Der Einstieg in das Risikomanagement war für mich eine augenöffnende Erfahrung - mir wurde klar, dass es da draußen so viel mehr gibt als nur meinen eigenen Tellerrand. Als neugieriger Mensch war und bin ich immer noch sehr gespannt darauf, jeden Tag etwas Neues zu lernen und meinen Horizont zu erweitern. Meine tägliche Arbeit ermöglicht es mir auch, ein besseres Verständnis für das "große Ganze" zu entwickeln - und das ist etwas, das ich wirklich genieße. Meine täglichen Interaktionen und Einblicke in verschiedene Themen in unserer gesamten Organisation ermöglichen es mir, Schritt für Schritt besser zu verstehen, wo wir als Unternehmen stehen, wohin wir uns bewegen und was wir auf unserem Weg brauchen. Für mich ist das vergleichbar mit dem Bau eines Puzzles oder eines Lego, was mir übrigens auch sehr viel Spaß macht.
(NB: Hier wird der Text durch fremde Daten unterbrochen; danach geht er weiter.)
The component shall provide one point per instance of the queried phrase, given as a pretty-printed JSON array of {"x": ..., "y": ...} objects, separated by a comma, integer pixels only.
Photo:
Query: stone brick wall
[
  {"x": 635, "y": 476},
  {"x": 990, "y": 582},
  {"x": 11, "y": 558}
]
Ein weiterer Grund, warum ich das Risikomanagement liebe, ist das Gefühl, dass unsere täglichen Bemühungen einen Sinn haben und eine Wirkung für unsere Organisation und unsere Kunden haben. Mit unseren Bemühungen schützen wir ERGO vor übermäßigen Risiken, die uns und unseren Kunden schaden könnten. Nehmen wir das Business Continuity Management als Beispiel: Unser Team ist dafür da, die Methodik zu entwickeln und unseren Geschäftseinheiten dabei zu helfen, ihre zeitkritischen Prozesse zu identifizieren, die Auswirkungen auf das Geschäft zu verstehen, wenn diese Prozesse nicht wie geplant durchgeführt werden können, und sogenannten Business Recovery Plans zu erstellen, um sie durch einen Notfall oder eine Krise zu führen, wenn diese eintreten. Dazu gehören auch vorbeugende Maßnahmen, die unserer Organisation helfen, die Auswirkungen eines Notfalls oder einer Krise zu minimieren.

Und natürlich machen wir all diese Dinge nicht allein in einem "Labor" - unsere Arbeit ist geprägt von der täglichen Interaktion mit Menschen in verschiedenen Rollen und Positionen in unserem Unternehmen. Mit ihnen zu sprechen, ihre Sichtweise zu verstehen, ihnen zu helfen, unsere zu verstehen und sie in die Lage zu versetzen, Risikomanager für ihre eigenen Risiken zu sein, ist für mich einer der wichtigsten Teile meiner Arbeit. Ein Teil, der mir sehr viel Spaß macht!

Wenn Sie also ein neugieriger Mensch sind und eine neue Herausforderung am Puls der Zeit suchen, dann ist das Risikomanagement bei ERGO definitiv einen Blick wert.